Step1:Manager Viewでのプロンプト入力と指示出し
まず、画面上の切り替えボタン、またはショートカットキー(Ctrl+I または Cmd+I)でManager Viewを表示します。
チャット欄に以下の指示を入力し、送信します。
「Reactを使って、シンプルなToDoリストアプリを作成してください。タスクの追加、削除、完了チェックができるようにしてください。デザインはモダンで清潔感のあるものにしてください。」
Step2:AIが作成した「計画(Plan)」の確認と承認
AIは指示を受けると、まず「Plan(計画)」を提示します。
- 手順の確認
画面に「1. Reactプロジェクトの作成」「2. コンポーネントの作成」といった手順が表示されます。 - 承認(Approve)

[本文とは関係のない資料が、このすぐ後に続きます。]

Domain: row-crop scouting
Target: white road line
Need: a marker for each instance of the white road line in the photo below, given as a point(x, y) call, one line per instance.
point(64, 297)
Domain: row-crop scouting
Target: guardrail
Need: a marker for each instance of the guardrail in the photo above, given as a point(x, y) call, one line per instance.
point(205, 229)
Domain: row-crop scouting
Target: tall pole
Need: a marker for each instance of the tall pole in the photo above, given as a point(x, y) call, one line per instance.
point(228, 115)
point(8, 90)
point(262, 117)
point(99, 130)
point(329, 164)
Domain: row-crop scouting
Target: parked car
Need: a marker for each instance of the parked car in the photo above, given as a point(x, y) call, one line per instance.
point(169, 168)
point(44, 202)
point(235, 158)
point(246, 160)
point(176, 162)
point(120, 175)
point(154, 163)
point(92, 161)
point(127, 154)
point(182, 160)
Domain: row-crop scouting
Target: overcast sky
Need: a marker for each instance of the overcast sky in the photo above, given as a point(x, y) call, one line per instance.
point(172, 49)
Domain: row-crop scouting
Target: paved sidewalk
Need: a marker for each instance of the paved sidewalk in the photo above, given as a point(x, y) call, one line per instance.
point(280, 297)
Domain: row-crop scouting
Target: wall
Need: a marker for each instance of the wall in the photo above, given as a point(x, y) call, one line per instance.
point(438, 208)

内容に問題がなければ、「Approve」または「Run」ボタンをクリックします。これによりAIが実際の作業を開始します。
Step3:自動生成されたアプリのプレビューと動作確認
AIがコードを書き終えると、自動的にローカルサーバーを立ち上げようとします。
画面右側、または別ウィンドウで内蔵ブラウザが開き、作成されたアプリが表示されます。

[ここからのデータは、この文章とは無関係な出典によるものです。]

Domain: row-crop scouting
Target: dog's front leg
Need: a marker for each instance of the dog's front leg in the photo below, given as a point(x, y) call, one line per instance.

実際にタスクを追加したり、削除ボタンを押したりして、指示通りに動くか確認してください。
Step4:追加プロンプトによる修正と機能追加
一度で完璧なものができなくても問題ありません。対話形式で修正します。
Manager Viewのチャット欄に「削除ボタンを赤色にしてください」などの修正指示を入力します。
AIが再度コードを修正し、プレビューが自動的に更新されます。このサイクルを繰り返して完成度を高めます。
よくあるエラー・トラブルと解決策
操作中に発生しやすいトラブルとその対処法をまとめます。
アプリのプロセス停止・再起動の方法
アプリの動作がおかしい場合や、別のアプリを作りたい場合はプロセスを停止します。
- 停止方法
ターミナル画面(画面下部)をクリックし、Ctrl + Cを押すとサーバーが停止します。 - ポート競合
「Port 3000 is already in use」というエラーが出た場合は、別のターミナルでサーバーが動いたままになっている可能性があります。
「Do you trust…」等の警告ポップアップが出た場合
ファイルを開いた際などに「Do you trust the authors of the files in this folder?」という警告が出ることがあります。
自分で作成したフォルダ(前述の作業用フォルダ)であれば、「Yes, I trust the authors」を選択してください。これにより、エディタの全機能が有効になります。
AIが意図しないファイルを削除・変更してしまったら
AIが誤って必要なコードを消してしまった場合の復旧方法です。
- タイムライン(Timeline)の確認
エクスプローラーで該当ファイルを右クリックし、「Timeline」または「Local History」を選択します。 - 過去バージョンの復元
変更前の時刻の履歴を探し、内容を元に戻します。
誤操作が続く場合は、Agent Modeの設定で「File modification」を「Review every time」に変更してください。
まとめ
Antigravityとは、GoogleのGeminiを搭載し、計画から実装までを自律的に行う次世代のAIエディタです。
本記事で解説した手順の要点は以下の通りです。
- 導入:公式サイトからインストールし、VS Codeの設定を引き継ぐことでスムーズに開始できます。
- 安全確保:「Agent Mode」での権限設定と「.antigravityignore」によるファイル除外は必須です。
- 実践:Manager Viewで指示を出し、Planを承認して実行するサイクルでアプリを生成します。
まずは空のフォルダを用意し、簡単なWebアプリの生成から試してみてください。
AIエージェントとの対話に慣れることで、開発効率を劇的に向上させることができます。